Have you ever had a “Silent Sam”, “Just-Looking Jessica”, or “Frankie Future” take a tour of your multi-family apartments? How about “Olivia Objections” or “Drive-by Dan”? Read on to learn how you can convert these and other prospects into residents when they tour your multifamily apartments.
When the prospect visits the leasing center to collect information and tour an apartment home, chances are they fit one or more of these Prospect Profiles. The ability to identify and understand each of these personalities can assist you in closing the sale.
“Frankie” anticipate moving in four-to-six weeks, possibly even in three months. He just happened to have some time today, so he sets an appointment with a leasing agent and is scheduled for a tour to get an idea of the available options. The key to understanding a future move-in date is asking the question, “Is your move-in date flexible?” If the price is right and the value exceptional, would they consider moving earlier? If this inquiry receives a positive response, go for the close. It’s all about value in the end.
“Barbara” will fall in love with the apartment. She will gush over how “It’s perfect!” and “everything she’s been looking for!” But she can’t make her final decision without her sister, husband, mom, best friend, etc. If Barbara walks out the door without completing an application, leaving a deposit or paying the pre-lease or reservation fee, chances are slim-to-none that she’ll be back, with or without the mystical individual consulting her decision. There are a few options: 1) can you get [the prospect] to come right now?; 2) you can wait (not recommended); or 3) you can give the tour via FaceTime, a virtual tour or an interactive web experience. Take a video of the tour as you do a virtual walkthrough of the apartment and email it to the prospect. If you can include the individual in a current tour or schedule their next visit, you can increase the likelihood of a return visit. Create a sense of urgency, indicating that old adage, “You snooze, you lose.” This can prompt them to secure a reservation. With a deposit, the chances of a return visit increase significantly.
- It’s not blue , it’s azure.
- Third floor… too many steps.
- Second floor… neighbors over and below.

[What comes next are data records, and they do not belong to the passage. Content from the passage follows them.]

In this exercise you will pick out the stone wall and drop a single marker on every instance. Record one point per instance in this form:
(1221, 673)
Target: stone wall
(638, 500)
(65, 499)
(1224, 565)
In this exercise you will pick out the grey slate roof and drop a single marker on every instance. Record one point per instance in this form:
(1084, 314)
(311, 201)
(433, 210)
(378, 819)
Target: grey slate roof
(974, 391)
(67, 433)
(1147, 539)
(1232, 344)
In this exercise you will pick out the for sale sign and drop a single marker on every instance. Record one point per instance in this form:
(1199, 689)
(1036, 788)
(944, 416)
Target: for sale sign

- First floor… easier to break into.
“Olivia Objections” puts us through our paces, but an experienced leasing consultant has “heard it all” and is prepared to overcome every objection. Brainstorming with a staff to offer creative benefits for every feature will provide solutions or alternatives for most objections. Determining the “must haves” before starting the tour will assist you in prioritizing the prospect’s objections. Sometimes, there may be objections that are merely observations and not necessarily an item the prospect expects or needs to have resolved.

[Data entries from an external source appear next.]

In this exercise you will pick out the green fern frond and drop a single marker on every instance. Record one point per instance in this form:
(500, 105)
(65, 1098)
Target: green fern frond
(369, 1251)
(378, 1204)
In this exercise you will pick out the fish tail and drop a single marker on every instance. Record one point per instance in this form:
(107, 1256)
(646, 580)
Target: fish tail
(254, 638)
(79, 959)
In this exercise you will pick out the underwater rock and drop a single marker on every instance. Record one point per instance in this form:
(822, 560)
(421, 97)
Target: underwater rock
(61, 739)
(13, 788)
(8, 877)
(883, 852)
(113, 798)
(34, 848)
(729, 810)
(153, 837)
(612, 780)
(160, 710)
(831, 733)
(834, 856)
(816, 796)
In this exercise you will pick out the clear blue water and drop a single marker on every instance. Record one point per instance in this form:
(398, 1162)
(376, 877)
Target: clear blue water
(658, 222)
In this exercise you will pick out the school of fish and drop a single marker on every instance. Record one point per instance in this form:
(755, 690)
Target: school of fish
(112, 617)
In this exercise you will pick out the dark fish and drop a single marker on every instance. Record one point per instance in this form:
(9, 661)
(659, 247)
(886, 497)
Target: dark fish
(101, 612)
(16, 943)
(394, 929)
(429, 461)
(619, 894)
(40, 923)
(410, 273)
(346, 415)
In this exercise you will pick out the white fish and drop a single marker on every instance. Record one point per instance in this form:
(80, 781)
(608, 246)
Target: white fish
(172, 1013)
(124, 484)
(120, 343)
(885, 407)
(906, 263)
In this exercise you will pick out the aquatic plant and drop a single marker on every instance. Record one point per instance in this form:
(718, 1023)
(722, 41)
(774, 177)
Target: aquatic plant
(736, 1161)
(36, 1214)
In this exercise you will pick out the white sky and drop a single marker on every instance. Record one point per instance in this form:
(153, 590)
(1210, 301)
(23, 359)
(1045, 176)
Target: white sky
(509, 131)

Unlike “Olivia”, “Silent Sam” is at the opposite end of this spectrum. “Sam” offers you no practical feedback. He might give you single-word responses to most questions and long, uncomfortable silences during conversations. This can be frustrating for a leasing agent. We could at least do something if we only knew what it was. We may be great at what we do, but we’re not mind-readers; without feedback from the prospect, it’s impossible to know their preferences, thoughts or reactions to the apartment. Remember, they made this appointment for a reason: they are looking for a new home. Be prepared with open-ended questions. Keep the conversation focused on the prospect. Ask about their current home or why this might be a good location. What brought them to this property? Look for easy factual information-points. “Sam” can be a challenge, but being prepared with an arsenal of conversation starters can save the day.
Just Looking Jessica
“Just Looking Jessica” appears to be hesitant in her ability to commit to an apartment home. She’ll say, “Oh, I’m just looking,” but again, something brought this prospect in for a visit. Given our busy days filled with busy lives, folks generally don’t just randomly call an apartment community, schedule an appointment, and participate in tour without planning to move somewhere in the very near future. Direct the conversation toward exploring the idea of moving. Create a sense of urgency by offering limited availability. Have a firm end-date for current specials, which brings the conversation to a specific time-frame.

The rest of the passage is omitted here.